The dataset is an extension of the Wizard of Tasks dataset introduced by Choi et al (2022). We create it for task-specific retrieval-augmented question answering. We aim to simulate a TaskBot QA system that can reason across task and conversation history to handle dynamic information requests. Please find our paper here.

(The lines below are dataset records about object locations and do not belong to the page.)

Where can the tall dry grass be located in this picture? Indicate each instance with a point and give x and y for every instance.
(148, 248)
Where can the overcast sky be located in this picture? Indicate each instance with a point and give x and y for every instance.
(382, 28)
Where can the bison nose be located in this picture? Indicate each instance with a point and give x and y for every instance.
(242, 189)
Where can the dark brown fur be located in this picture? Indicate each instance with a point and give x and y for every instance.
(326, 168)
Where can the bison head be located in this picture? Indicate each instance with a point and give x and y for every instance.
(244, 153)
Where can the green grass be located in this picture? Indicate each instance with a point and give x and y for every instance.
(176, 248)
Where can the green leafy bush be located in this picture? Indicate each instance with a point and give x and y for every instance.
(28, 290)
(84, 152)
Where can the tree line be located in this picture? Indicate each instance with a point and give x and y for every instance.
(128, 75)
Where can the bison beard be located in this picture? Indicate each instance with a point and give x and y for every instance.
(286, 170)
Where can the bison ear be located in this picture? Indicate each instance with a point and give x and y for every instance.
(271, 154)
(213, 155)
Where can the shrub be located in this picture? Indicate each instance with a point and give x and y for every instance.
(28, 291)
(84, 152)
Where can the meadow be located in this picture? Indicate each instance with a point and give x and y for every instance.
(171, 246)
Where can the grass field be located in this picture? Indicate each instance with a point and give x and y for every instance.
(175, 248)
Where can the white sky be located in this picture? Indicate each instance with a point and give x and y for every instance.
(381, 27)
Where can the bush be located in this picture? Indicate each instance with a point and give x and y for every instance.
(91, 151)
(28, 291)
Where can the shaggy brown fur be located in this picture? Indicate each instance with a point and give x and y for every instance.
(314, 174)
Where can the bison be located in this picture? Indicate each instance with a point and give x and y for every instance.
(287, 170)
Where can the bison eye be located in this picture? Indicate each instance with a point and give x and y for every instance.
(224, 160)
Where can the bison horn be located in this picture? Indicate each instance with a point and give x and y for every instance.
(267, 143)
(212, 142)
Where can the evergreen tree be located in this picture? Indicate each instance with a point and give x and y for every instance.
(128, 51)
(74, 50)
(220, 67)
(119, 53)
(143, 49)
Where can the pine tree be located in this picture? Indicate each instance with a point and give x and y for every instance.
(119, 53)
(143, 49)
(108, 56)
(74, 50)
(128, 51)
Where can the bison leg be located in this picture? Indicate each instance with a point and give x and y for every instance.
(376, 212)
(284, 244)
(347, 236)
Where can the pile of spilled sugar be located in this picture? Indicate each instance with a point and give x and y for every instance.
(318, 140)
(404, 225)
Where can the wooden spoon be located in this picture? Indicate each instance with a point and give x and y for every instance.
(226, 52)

The dataset contains 826 different questions. It contains
- 364 Cooking Questions
- 465 DIY Question
Each question was originally crowdsourced by crowdworkers by Choi et al. We use the following information they include in each question and answer turn.
- question text
- free-text intent label
- binary relevancy label
- binary usefulness label
Each conversation includes the following useful information:
- document_url including a link to the current task
We combine the user question turn with next the answer turn by the agent to result in the following information:
- question text
- answer text
- binary answer usefulness
- binary answer relevancy
- document_url
- Remove non-question utterances by crowd worker annotation -> 4251 QA pairs
- Filter out questions that are not internal by crowd worker answer intent annotation and external links linked -> 1589 QA pairs
- Drop all questions that are not useful or relevant by crowd worker annotation -> 1337 QA pairs
- Scrape all content from pages from linked document_url -> successful for 1109 QA pairs
- Annotation step to remove inconsistently labelled QA pairs which require common or external knowledge -> 827 QA pairs
We include the following new fields for each QA pair:
- conversation_id
- question_id
- task title
- task steps
- task ingredients
- task description
- task domain (cooking or diy)
- annotated extracted answer span from context
- annotated question type labels from one or more of 7 question categories (confirmation, complex, causal, listing, history, navigation)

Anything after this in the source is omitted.